Su richiesta di una giurisdizione membro, l’Inclusive Framework procederà alla valutazione dei regimi fiscali preesistenti applicabili in tale giurisdizione, verificandone la conformità ai criteri di ammissibilità previsti per essere considerati qualificati al fine dell’applicabilità del “porto sicuro” in commento, entro la fine del primo semestre del 2026. L’Inclusive Framework valuterà altresì, su richiesta di ulteriori giurisdizioni partecipanti, l’idoneità delle stesse a qualificarsi come qualified Side-by-Side (SbS) jurisdiction nel corso del 2027 o del 2028. Al riguardo si osserva che il sistema Side-by-Side lascia inalterata l'applicazione delle imposte minime nazionali/equivalenti (Qualified domestic minimum top-up tax o Qdmtt) che continueranno ad avere la priorità.
Processo di “stocktake”
Per garantire equità e trasparenza, il pacchetto include un processo di stocktake, ovvero un sistema monitoraggio continuo avente lo scopo di assicurare che venga mantenuto un level playing field (parità di condizioni) per tutti i membri dell'Inclusive framework, prevenendo distorsioni competitive. A sostegno di tale impegno, il Quadro inclusivo effettuerà una valutazione secondo un processo oggettivo basato su prove concrete che sarà concluso entro il 2029.

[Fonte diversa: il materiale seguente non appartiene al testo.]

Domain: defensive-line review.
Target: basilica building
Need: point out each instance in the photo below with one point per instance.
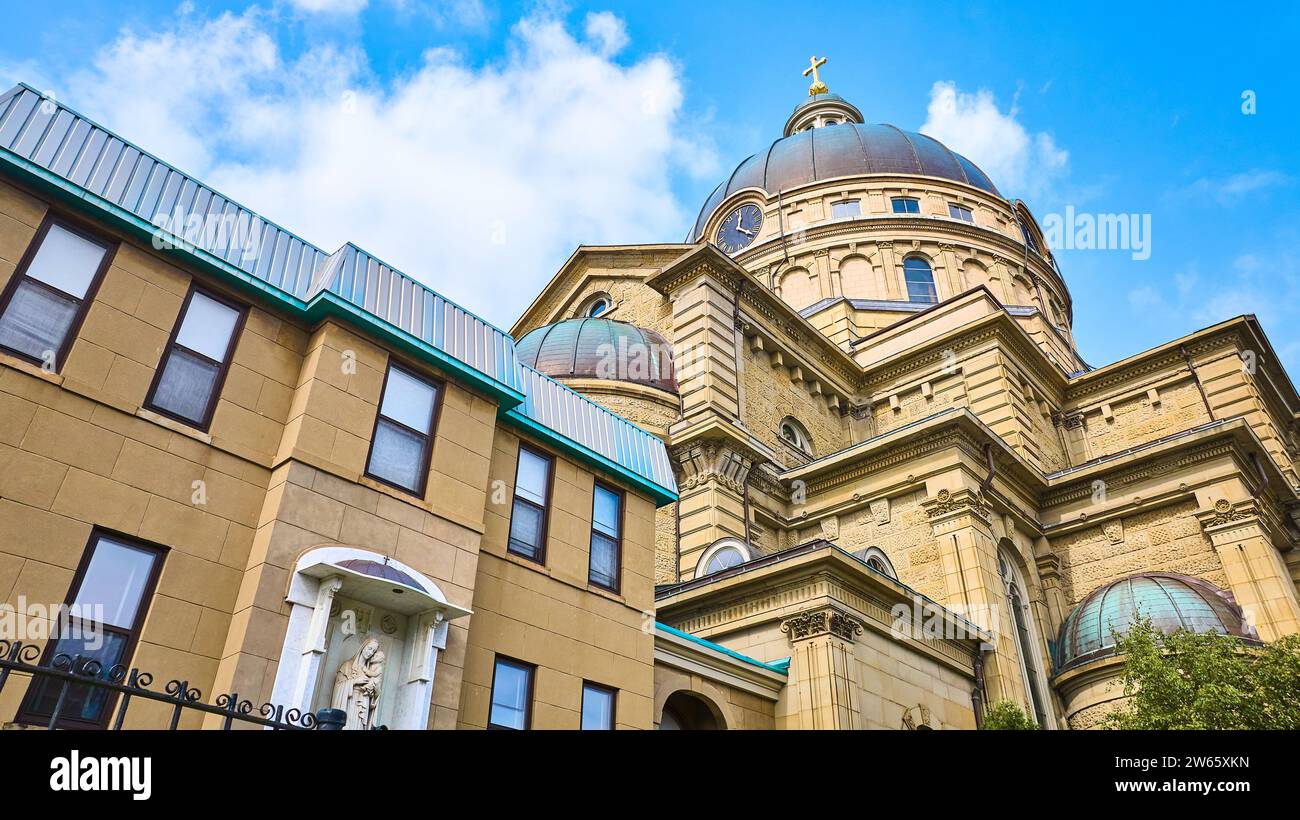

Il pacchetto, nella sua interezza, rappresenta un passo avanti verso la stabilizzazione della Global minimum tax. L'introduzione di semplificazioni per il calcolo dell’aliquota di imposizione effettiva e la “protezione” degli incentivi basati sulla sostanza offrono maggiore certezza agli investitori, mentre l'estensione del CbCr safe harbour fornisce un respiro necessario per la compliance operativa.